João Pereira

João Pereira

Advogado, escritor e atento observador da política

Postado em 03/03/2017 16:50

Não conseguiu usufruir a ociosidade

Ilustração
Não conseguiu usufruir a ociosidade

Irineu tornou-se um prisioneiro da rotina. Nunca conseguiu atinar para a diversidade em busca de novos horizontes e preferências que enriquecem a vida, tornando-a mais aprazível e suportável. Era um autêntico representante do monótono samba de uma nota só, condição bem pior do que o samba do crioulo doido, divertido e alegre. Não sofria conflitos de qualquer natureza, quer espiritual ou carência de bens materiais. Gostava da sua profissão, tendo-a transformado em seu primeiro e único amor.

Era empregado de uma grande revendedora de automóveis. Como qualquer trabalhador citadino, levantava cedo, tomava banho, barbeava-se e trocava de roupa, não de uma maneira simples, esportiva, mas de terno e gravata. Era uma exigência formal e também estratégica em razão de seus contatos com uma clientela que se distinguia pelo poder aquisitivo. Afinal de contas, nada se perde com a boa aparência, ganha-se, principalmente quando somada à boa comunicação, simpatia e o poder de persuasão do vendedor. Irineu tinha todos esses atributos, fato que o tornou o melhor entre seus colegas, fazendo jus a elogios e gratificações.

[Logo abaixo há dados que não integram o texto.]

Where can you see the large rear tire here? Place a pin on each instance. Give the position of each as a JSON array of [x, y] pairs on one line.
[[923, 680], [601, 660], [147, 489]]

Casado, pai de três filhos, um homem e duas mulheres, sua esposa, comum como tantas outras, de pouca vaidade e exigências, desconhecia-se grandes atritos entre ambos, suportando-se muito bem dentro de suas mediocridades. A preocupação número um do casal era a educação dos filhos, que pretendia vê-los formados em curso superior, fazer parte da nata intelectual e gozar de um alto padrão de vida. Mesmo não sendo um sovina ou avarento, raramente dispunha-se a gastar em farras, poucas em sua vida, ou em festividades em geral. Deixando de desfrutar a vida, achava mais prudente economizar para o futuro incerto que cada vez mais se aproxima da morte certa. Como qualquer um de nós, torcia que chegasse o fim de semana, não propriamente para usufrui-la em uma atividade prazerosa, mas tão-só para repor as energias e voltar revigorado para a rotina do trabalho.

Irineu, sem dúvida, era a mais acabada obra de um homem condenado pelo cruel destino a um miserável pobreza de espírito. Foi um homicida da imaginação e o mais vil dos escravos, aquele que fabrica as próprias algemas. Apesar dessas limitações de seu horizonte capaz de enxergar a vida na sua multiplicidade de formas para usufrui-la, desejava, incapaz de avaliar as consequências, a aposentadoria, acontecida aos cinquenta e nove anos de idade após exigidas contribuições previdenciárias.

E agora, Irineu, o que fazer da aposentadoria, de seu precioso saldo da vida que lhe resta? Certamente, na sua automatizada maneira de viver, nunca se deu ao trabalho de perguntar, achando que aposentadoria, enxergada e vivida pelo grosso rebanho de aposentados, era não ter compromissos e passar os dias sem nada fazer. Comer e encher a barriga como um animal é o mais importante. Essa regra não se aplica a todos, como aconteceu com o nosso Irineu, mesmo com suas limitações.

Abreviando, como iria entender o Irineu que saber usufruir o ócio é um privilégio para poucos? Desconhecendo qualquer outra atividade, especialmente de natureza artística, era incapaz de apreciar as belezas da natureza ou deleitar-se ao ouvir uma boa música. Tendo levado uma vida desenxabida, tornou-se mais insípida na ociosidade originando uma gradativa e fatal depressão. Um autêntico robô, sem sensibilidade e imaginação, carência que resume a essência da vida humana, findou por condena-lo à morte.